Maintenant, l’histoire avait un tout autre son.
Quelques minutes plus tard, la police confirma : « Oui, Zolotarev P.
F.
était porté disparu depuis sept ans ».
L’homme lui-même ne se souvenait ni du numéro de téléphone, ni de l’adresse de sa famille, mais les agents retrouvèrent rapidement les bons contacts.
La femme lui tendit son téléphone.
Et enfin — ce moment tant attendu : la voix de sa femme retentit au bout du fil.
Elle pleurait, incapable de croire que son mari était vivant.
Toutes ces années, la famille avait attendu des nouvelles, se préparant au pire.
Et maintenant… un bonheur incroyable !
Quelques années passèrent.
Piotr Fiodorovitch retrouva sa vie d’avant.
La chaire l’accueillit à nouveau, et il rattrapa vite le temps perdu — connaissances, compétences, contacts — rien ne s’était vraiment effacé.

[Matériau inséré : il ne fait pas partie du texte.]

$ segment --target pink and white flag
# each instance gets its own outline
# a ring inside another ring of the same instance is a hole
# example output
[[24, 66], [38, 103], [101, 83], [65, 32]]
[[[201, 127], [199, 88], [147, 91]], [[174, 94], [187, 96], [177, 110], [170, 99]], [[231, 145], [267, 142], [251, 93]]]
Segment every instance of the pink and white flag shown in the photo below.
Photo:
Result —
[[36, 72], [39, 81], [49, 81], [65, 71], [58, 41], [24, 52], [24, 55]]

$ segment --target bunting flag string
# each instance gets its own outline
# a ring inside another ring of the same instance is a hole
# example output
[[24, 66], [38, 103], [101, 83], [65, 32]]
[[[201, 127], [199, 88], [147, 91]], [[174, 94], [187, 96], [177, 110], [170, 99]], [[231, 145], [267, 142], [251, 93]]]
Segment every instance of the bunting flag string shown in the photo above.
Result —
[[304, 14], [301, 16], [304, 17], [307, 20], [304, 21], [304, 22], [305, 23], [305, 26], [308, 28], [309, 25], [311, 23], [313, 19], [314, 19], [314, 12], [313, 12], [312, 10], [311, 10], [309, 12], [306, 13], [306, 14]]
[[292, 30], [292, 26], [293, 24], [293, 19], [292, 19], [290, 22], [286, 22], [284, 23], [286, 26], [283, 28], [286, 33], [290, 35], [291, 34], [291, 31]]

Il avait une famille, un métier aimé, une maison, le confort.
Tout semblait à sa place.
Son histoire de disparition et de retour suscita un large écho dans la société.
Il s’avéra que sept ans auparavant, alors qu’il se rendait à une conférence, il avait été attaqué par des voleurs.
Ils voulaient prendre sa mallette contenant téléphone, cartes et argent, mais Piotr refusait — les documents étaient importants.
En résistant, l’un des agresseurs le frappa à la tête avec une bouteille.
Ensuite, ils l’abandonnèrent dans le compartiment et s’échappèrent à la station suivante.
Plus tard, ils furent retrouvés grâce aux objets volés.
Ils prétendaient ne pas vouloir faire de mal, juste avoir exagéré.
Mais les conséquences furent terribles — des années perdues, la rue, la vie sans-abri.
Quand la contrôleuse trouva Piotr Fiodorovitch à moitié évanoui, elle crut qu’il avait trop bu.
Il n’avait pas de billet, alors elle l’a fait descendre à la première gare.
C’est ainsi qu’il se retrouva à la gare — seul, perdu, sans mémoire ni avenir.
Mais même cette tragédie apporta quelque chose de bon.
La société commença à parler du problème des sans-abri.
Piotr Fiodorovitch ne resta pas à l’écart — il consacra une partie de ses moyens à la création d’un centre d’aide pour les personnes en difficulté.
Il construisit ce centre dans la même ville où il avait vécu sept ans parmi les sans-abri.
La première chose qu’il fit fut d’y inviter ceux qui avaient été à ses côtés pendant toutes ces années — ses compagnons d’infortune.
La plupart d’entre eux purent commencer une nouvelle vie.
Ainsi, un homme qui avait autrefois tout perdu retrouva sa place… et aida les autres à faire de même.